You've only just begun your tour, though. Continue on into rooms filled with the history of Meeker's pioneer families like the Rigby's who donated a portable pantry which was brought to Meeker in 1900. You'll see hoosiers, ice chests, grinders and sideboards filled with kitchen implements commonly, and uncommonly, used by pioneer families.As you continue your wanderings, you'll be delighted by the high chair-stroller which was built in 1867 and came all the way from Germany.

One of the curators or volunteers can probably even be talked into pulling down the old folding bed which was donated by a local family. There's a Florence sewing machine "built in 1854 which was brought around the horn by sailing ship to Portland, Oregon then to Meeker by wagon."As you walk up into the next level, you just might start to think there's more to this museum than you'd thought. You're right. Up here you'll see dresses, wedding gowns, hats and jewelry, from the late 1800's through the 20's, 30's, 40's and on. If you don't find the large Victorian wreath made of human hair, make sure and ask someone. It truly is exquisite.

There are uniforms from every branch of the service, worn by Meeker men in wars going back to WWI.Through personal belongings you'll meet people who've added color to the Meeker landscape. You can see Rory White's bear hide coat. Rory was the stagecoach driver between Meeker and Rifle at the turn of the century. Only in high summer was he seen without his bear hide coat.

You can read articles about the "Real" facts behind the Meeker Massacre, and on the spot coverage of the Meeker bank robbery in 1896.Behind glass enclosures are rifles which were used in the civil war, a Colt Frontier six shooter that was taken from the bank robbers and even a battle axe found on the old +L ranch - the locale of the massacre.

You won't want to miss seeing Chief Colorow's peace pipe, or the pair of moccasins made by a Ute woman for a pioneer boy. And if you're interested in arrowheads or rock samples and fossils from bygone days, the museum has those too.In fact, there's probably something for everyone tucked somewhere in this museum.

You can see the original hand printing press brought to Meeker in 1885 from Leadville by wagon to print the Meeker Herald weekly newspaper - which, by the way, is still in circulation.If you travel back into the far room, you'll see sleighs that come right out of picture post cards, the Concord stage coach which was used between Rifle and Meeker (and held up by bandits in 1887).

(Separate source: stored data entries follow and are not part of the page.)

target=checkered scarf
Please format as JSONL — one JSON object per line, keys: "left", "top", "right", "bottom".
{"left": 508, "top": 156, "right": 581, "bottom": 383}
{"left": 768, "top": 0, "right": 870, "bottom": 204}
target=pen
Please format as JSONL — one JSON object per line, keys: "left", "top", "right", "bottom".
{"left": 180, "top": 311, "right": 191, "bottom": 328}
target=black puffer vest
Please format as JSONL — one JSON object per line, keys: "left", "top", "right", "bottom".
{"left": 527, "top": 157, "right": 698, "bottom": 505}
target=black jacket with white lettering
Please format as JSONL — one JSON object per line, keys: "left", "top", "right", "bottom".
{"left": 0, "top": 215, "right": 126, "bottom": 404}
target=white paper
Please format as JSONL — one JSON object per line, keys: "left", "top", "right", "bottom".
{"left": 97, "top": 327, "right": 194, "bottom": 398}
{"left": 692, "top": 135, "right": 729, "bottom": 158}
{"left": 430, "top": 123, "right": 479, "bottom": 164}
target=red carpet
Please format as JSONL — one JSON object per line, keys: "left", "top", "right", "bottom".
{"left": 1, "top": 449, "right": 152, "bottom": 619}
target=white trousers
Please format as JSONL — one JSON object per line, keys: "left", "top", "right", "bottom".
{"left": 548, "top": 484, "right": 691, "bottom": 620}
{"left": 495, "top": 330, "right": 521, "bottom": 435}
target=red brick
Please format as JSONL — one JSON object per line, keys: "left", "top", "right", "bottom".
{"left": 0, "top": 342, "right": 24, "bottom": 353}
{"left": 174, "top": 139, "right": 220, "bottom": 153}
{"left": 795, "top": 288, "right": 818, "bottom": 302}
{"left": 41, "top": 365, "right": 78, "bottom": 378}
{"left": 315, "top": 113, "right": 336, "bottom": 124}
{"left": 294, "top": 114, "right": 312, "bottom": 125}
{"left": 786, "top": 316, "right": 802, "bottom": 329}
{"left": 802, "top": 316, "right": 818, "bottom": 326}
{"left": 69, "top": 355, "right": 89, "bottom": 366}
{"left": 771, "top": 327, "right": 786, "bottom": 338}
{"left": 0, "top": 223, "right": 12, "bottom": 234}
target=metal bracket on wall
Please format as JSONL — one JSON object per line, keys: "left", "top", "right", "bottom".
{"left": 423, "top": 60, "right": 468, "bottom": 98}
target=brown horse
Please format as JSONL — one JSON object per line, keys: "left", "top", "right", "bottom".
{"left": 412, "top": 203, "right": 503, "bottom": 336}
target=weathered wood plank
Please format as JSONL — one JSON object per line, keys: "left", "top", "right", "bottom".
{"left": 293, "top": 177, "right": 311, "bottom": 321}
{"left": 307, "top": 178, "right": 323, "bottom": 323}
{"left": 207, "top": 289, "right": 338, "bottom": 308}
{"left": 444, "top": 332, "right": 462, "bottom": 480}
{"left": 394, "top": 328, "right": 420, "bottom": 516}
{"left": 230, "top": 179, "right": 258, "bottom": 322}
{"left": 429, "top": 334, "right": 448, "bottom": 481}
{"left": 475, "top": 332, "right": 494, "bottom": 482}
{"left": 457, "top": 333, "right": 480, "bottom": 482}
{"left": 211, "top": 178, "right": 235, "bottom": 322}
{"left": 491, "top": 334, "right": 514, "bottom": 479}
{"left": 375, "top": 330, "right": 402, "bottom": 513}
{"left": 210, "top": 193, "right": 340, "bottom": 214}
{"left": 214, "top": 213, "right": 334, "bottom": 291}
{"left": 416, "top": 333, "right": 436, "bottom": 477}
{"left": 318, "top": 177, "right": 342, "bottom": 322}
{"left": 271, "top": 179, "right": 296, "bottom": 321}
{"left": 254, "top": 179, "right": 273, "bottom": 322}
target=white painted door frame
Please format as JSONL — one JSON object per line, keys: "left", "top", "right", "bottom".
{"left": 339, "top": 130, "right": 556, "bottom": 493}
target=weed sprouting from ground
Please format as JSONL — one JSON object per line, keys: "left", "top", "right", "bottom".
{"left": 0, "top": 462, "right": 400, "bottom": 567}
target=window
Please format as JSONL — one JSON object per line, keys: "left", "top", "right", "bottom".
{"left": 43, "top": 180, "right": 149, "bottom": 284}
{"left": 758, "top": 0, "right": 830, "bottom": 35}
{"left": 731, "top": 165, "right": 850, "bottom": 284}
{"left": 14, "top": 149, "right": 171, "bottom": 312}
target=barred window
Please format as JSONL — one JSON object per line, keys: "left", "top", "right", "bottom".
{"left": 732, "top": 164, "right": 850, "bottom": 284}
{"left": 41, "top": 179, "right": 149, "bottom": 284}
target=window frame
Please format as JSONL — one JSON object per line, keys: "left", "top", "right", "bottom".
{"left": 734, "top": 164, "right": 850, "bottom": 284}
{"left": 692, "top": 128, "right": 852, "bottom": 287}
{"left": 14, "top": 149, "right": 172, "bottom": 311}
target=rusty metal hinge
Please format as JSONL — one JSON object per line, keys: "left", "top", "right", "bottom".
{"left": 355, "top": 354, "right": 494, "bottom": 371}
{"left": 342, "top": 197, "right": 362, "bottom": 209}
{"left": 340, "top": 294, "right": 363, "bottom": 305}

No matter what takes your interest as you walk through the museum, let your imagination take hold. This is not Hollywood, but the real thing. These pieces of furniture, these pictures, and personal treasures are truly the pioneer west.

During the summer, the museum is open seven days a week from 8:00 a.m. to 5:00 p.m.. Winter hours are sporadic, but you'll probably find the doors open fron 11:00 a.m. to 3:00 p.m. most weekends. There is no charge, but donations are thankfully accepted.